Cette position du PNUD, à travers les objectifs de développement durable (ODD),  ne constitue pas la seule cause de la faim dans le monde. Parlant de l’instabilité climatique, nous savons certes qu’elle engendre des irrégularités saisonnières, mais faudrait-il inviter à ne pas tout attribuer à ce phénomène. Cette crise alimentaire n’est pas sans connotation politique. Comme dit Jean Ziegler, homme politique, altermondialiste et sociologue suisse, dans l’Empire de la Honte publié dans les éditions Fayard en 2005, un monde qui a faim n’a plus honte de se livrer à des pratiques vulgaires. «Souffrant de son déshonneur, l’affamé, le chômeur, l’homme humilié ravale sa honte aussi longtemps qu’il croit sa situation immuable. Il se transforme en combattant, en insurgé, en révolté dès lors que l’espoir pointe, dès lors que la prétendue fatalité révèle ses failles. La victime
devient alors acteur de son destin
», indiquait-il.

Chose qui laisse entendre que cette crise alimentaire mondiale, dont on ne cesse de se plaindre, ne relève que de ce qu’il appelle la « rareté organisée ». Une situation créée par des grandes puissances pour déstabiliser des pays en développement dans le seul but de tirer meilleur profit de leurs ressources. C’est dans ce contexte qu’il avance : « Quant à la faim, on invoque bien souvent le climat pour l’expliquer… alors que les conditions climatiques sont infiniment plus dures dans l’hémisphère nord, où les gens mangent, que dans l’hémisphère sud, où ils périssent de sous-alimentation et de faim. »

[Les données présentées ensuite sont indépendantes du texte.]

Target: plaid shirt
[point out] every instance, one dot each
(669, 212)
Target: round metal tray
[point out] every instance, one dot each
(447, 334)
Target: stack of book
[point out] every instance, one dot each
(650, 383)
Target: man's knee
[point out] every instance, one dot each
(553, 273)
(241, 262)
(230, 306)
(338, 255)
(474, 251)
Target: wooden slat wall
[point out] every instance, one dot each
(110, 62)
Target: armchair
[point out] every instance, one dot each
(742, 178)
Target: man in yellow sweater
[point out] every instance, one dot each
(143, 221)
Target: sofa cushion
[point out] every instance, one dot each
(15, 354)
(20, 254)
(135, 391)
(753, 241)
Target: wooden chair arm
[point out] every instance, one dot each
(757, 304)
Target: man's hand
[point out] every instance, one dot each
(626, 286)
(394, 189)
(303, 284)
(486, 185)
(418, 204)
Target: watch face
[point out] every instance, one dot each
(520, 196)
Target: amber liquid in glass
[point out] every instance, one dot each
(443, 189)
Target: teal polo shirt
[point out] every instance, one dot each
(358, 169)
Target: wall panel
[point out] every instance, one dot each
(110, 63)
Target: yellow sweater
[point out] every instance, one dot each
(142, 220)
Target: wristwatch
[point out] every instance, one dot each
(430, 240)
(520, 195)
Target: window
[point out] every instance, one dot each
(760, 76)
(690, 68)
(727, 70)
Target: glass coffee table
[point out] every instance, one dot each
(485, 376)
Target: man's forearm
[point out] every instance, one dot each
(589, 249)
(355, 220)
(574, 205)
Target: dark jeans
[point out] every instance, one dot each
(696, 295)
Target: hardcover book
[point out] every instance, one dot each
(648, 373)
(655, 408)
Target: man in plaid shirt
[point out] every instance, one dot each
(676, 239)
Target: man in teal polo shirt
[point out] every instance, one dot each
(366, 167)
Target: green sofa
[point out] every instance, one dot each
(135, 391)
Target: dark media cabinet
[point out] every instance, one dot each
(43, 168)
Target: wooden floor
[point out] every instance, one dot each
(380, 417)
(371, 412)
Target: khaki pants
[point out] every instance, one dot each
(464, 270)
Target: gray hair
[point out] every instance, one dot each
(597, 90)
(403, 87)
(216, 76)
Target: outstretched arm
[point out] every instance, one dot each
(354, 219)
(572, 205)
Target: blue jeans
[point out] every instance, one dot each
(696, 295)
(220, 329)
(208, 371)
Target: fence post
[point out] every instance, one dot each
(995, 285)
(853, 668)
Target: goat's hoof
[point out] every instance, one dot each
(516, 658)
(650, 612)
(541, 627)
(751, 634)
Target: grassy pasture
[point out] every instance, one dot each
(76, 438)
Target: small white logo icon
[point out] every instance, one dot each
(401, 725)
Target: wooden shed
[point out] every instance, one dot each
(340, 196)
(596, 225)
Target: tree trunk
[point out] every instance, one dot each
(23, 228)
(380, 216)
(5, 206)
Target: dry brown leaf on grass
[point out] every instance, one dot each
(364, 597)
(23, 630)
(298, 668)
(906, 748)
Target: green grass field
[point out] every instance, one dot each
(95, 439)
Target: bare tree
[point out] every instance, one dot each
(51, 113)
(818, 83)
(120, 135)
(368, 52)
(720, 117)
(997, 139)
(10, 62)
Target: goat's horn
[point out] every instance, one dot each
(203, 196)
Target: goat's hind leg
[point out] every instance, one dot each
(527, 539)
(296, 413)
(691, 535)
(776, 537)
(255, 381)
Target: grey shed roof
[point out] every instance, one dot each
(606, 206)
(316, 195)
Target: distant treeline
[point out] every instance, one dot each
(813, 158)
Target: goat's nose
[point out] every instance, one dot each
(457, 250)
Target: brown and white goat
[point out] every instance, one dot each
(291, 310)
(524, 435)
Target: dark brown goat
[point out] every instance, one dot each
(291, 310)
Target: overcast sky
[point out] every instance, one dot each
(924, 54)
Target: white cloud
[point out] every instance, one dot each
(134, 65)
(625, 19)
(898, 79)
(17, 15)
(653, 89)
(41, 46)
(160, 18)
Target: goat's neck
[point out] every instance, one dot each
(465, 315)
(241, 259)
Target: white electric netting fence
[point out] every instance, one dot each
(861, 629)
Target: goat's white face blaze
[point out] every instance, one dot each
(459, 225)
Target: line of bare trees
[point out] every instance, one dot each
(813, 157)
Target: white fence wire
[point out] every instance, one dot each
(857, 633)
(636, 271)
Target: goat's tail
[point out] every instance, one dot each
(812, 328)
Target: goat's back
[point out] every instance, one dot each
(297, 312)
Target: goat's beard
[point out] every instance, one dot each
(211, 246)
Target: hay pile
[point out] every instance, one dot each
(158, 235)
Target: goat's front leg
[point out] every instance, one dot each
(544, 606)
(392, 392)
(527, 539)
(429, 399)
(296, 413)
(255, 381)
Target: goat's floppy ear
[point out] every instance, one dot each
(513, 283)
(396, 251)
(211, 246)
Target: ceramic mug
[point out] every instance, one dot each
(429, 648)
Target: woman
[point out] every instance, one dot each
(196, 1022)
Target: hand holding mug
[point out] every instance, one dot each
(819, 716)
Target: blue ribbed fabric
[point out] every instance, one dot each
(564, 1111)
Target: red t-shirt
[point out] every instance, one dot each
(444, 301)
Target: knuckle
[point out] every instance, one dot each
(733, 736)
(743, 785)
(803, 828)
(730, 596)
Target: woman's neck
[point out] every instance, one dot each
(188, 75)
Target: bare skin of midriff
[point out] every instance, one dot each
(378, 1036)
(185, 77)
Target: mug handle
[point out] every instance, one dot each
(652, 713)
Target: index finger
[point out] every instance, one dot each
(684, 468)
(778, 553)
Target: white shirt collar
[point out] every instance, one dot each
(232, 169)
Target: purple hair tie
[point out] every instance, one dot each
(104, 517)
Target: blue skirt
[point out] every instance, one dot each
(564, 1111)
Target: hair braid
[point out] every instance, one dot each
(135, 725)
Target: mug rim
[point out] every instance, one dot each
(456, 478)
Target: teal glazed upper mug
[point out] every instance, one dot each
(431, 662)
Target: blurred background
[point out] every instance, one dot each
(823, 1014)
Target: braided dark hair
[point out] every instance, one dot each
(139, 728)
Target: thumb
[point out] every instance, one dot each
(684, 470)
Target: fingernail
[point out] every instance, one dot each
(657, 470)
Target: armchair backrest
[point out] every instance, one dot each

Alors, comment comprendre ce paradoxe ? La rudesse du climat dans l’hémisphère nord n’a aucun impact sur son  alimentation. Faut-il s’allier, à ce titre, à la version du PNUD pour dire que c’est parce que la population de cet hémisphère sait mieux gérer ses aliments que celle de l’hémisphère sud ?

Certes, on pourrait croire que nous périssons dans la « théorie du complot ». Mais ce qui est sûr, c’est qu’un pays qui vit dans l’insécurité alimentaire n’est pas un pays paisible. Ainsi, ce miroir est celui de la crise malienne où toutes les conditions sont créées pour affamer les populations à cause d’un soi-disant conflit interethnique qui empêche d’abord toute production d’aliments et crée, pour ainsi dire, les conditions favorables à l’installation de la famine. Chose qui ne fera qu’aggraver la crise. Cela profitera-t-il à qui ? À ceux qui ont délocalisé ladite crise du Nord au centre.

Cette situation, bien vrai qu’à ses débuts nous l’ayons expliquée comme une manifestation du changement climatique, ne relève que de cette « rareté organisée ». Cela correspond à l’explication que donne M. Ziegler en ces termes: « Dans l’empire de la honte, gouverné par la rareté organisée, la guerre n’est plus épisodique, elle est permanente. Elle ne constitue plus une pathologie, mais la normalité. Elle n’équivaut plus à une éclipse de la
raison. Elle est la raison d’être de l’empire lui-même.
 » C’est ce qui l’amène à faire comprendre que dans notre monde  contemporain, « Quiconque meurt de faim meurt assassiné. »

Pour se retrouver de cette cacophonie, il importe une prise de conscience générale des citoyens des pays en développement, qui sont ceux qui souffrent le plus de cette anomalie. Certes, il faut veiller à la stabilisation du climat, mais il ne faudrait pas aller jusqu’à attribuer tous les maux du monde à ce phénomène.  Vu que la rareté s’est déjà installée, il faudrait développer des attitudes de conservation du peu que nous avons. Pour ce faire, il importe de s’atteler au recyclage. En plus, sur le plan politique, les conditions d’une autarcie économique, pour épauler les efforts des citoyens, sont nécessaires. L’atteinte de l’objectif 12 des ODD sera plus rapide si nous tenons compte de tous ces paramètres.